If you want to try a funny method for calculating Pi digits, I suggest you try some fixed point iterations:
x[0] = 3.14 (or anything close to Pi) and then:
x[i+1] = x[i] + sin(x[i]) -- cubic convergence (i.e. x[i+1] has ~3 times more exact digits than x[i]),
or better:
x[i+1] = x[i] + sin(x[i]) + 1/6*sin^3(x[i])  -- order 5 convergence
or perhaps even:
x[i+1] = x[i] + sin(x[i]) + 1/6*sin^3(x[i]) + 3/40*sin^5(x[i])  -- order 7 convergence.

An advantage of these methods is that they are 'fixed point iterations'. As a consequence, you don't actually need to be precisely accurate in your computations, because the iteration will converge to Pi for any decent approximation. So you should gradually (according to convergence order) increase arithmetic accuracy as the iteration proceeds.
Also notice that only one sin() has to be computed at each iteration, the rest is just a polynomial combination.

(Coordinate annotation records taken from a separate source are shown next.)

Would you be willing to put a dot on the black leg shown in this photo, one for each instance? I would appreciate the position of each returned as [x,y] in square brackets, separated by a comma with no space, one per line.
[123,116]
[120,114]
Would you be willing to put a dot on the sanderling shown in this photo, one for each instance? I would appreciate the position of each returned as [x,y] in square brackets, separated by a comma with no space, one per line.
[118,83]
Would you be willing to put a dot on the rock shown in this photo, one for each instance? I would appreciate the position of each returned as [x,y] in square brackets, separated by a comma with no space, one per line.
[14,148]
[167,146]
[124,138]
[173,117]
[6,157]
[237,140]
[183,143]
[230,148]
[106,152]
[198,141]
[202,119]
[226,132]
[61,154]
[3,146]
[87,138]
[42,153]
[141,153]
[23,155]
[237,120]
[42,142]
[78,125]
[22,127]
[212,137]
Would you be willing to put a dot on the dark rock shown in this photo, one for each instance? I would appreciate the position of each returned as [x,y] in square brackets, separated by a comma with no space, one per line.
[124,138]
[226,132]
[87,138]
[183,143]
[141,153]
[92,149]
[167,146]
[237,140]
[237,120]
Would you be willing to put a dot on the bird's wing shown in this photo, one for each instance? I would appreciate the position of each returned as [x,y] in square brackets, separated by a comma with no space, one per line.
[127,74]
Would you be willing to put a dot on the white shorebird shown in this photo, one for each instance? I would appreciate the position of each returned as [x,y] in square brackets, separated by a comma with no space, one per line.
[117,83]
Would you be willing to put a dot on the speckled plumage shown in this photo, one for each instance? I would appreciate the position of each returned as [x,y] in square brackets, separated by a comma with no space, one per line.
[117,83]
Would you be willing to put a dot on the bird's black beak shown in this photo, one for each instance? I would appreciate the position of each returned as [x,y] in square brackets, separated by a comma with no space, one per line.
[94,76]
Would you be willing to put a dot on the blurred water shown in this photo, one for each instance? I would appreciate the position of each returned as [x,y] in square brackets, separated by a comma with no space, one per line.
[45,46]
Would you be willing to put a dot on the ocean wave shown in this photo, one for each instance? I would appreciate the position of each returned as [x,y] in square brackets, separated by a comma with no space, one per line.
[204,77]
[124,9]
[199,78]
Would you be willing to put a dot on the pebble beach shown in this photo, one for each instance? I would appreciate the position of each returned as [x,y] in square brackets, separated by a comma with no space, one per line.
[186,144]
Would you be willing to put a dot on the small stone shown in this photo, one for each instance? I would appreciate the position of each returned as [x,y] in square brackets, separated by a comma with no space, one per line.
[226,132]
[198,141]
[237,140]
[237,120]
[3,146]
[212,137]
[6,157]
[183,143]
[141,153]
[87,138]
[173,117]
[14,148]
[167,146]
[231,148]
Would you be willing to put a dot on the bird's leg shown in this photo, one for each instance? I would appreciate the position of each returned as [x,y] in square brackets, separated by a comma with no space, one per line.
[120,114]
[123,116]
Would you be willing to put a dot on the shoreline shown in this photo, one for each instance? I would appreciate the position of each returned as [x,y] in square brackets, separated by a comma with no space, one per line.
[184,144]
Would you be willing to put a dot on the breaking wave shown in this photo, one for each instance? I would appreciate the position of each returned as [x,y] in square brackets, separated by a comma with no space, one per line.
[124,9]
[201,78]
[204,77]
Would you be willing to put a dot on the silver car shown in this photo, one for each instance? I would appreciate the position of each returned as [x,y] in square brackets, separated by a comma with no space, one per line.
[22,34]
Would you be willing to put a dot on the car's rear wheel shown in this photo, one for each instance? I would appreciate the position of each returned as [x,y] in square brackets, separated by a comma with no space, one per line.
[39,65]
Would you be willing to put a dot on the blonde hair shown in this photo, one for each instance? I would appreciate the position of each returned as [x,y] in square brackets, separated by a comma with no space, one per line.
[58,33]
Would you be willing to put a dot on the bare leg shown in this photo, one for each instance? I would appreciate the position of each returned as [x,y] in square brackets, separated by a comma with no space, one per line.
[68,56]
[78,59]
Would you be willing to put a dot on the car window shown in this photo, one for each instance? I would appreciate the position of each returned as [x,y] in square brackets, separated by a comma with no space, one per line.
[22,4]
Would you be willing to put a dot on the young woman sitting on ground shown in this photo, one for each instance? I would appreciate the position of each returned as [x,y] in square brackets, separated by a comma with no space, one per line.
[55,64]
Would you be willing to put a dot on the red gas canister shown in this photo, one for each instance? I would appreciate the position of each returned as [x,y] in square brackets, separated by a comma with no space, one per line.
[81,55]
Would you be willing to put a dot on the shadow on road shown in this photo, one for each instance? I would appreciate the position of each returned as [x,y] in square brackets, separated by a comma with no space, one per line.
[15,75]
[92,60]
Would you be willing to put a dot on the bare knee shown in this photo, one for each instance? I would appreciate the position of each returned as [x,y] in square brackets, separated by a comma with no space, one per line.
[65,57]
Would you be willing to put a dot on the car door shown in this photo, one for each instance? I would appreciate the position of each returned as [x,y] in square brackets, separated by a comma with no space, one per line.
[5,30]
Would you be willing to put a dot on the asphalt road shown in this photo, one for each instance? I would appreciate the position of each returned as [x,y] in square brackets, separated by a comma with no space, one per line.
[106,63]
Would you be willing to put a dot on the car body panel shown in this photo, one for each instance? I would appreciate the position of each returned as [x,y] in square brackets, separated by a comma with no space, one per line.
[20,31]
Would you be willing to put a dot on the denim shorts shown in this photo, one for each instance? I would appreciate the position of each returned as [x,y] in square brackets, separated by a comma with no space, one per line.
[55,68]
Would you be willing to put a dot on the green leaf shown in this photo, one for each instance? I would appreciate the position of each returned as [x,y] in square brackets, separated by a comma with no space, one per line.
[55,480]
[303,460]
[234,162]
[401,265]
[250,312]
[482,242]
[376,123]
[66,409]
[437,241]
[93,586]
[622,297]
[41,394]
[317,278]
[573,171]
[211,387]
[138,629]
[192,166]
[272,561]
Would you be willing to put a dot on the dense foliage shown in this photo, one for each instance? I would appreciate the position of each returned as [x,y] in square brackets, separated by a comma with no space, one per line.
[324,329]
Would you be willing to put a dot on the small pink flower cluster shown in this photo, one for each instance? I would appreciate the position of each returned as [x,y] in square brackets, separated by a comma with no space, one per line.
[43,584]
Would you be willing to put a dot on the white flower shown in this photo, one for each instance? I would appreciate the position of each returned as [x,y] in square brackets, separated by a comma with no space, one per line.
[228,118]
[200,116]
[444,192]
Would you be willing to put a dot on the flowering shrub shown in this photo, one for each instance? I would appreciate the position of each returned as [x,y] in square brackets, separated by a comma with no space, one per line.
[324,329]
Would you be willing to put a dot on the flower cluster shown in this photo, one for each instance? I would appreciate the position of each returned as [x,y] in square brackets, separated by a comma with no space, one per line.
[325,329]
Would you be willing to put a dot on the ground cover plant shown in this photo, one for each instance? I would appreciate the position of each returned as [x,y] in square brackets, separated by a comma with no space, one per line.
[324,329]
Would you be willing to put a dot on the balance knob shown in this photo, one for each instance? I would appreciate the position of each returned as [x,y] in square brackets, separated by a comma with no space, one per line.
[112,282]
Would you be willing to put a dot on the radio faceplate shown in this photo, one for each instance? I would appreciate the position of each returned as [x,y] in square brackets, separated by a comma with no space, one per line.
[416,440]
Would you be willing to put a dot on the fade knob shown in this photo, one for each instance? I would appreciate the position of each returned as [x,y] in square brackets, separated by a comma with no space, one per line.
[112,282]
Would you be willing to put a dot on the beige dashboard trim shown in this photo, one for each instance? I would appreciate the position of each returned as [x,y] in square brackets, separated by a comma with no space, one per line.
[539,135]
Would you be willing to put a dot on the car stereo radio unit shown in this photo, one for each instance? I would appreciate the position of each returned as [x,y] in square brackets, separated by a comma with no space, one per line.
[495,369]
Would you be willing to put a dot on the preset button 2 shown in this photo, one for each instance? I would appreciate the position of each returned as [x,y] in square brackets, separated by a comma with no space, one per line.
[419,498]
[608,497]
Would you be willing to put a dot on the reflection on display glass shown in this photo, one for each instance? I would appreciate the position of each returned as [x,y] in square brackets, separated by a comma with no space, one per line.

So the whole difficulty is now in calculating sin(x). Note that using some standard series around x=0 would be very inefficient, because x will be closer to Pi each time. A funny recursive method to calculate sin(x) is

sin(x, depth) = 3t-4t^3, where t=sin(x/3, depth-1)
sin(x, 0) = x

More depth - more accuracy. Also you could replace base condition by e.g.
sin(x,0) = x - 1/6*x^3,
or include even more terms, then you'll be able to use smaller depth. You'll need to find an optimal combination.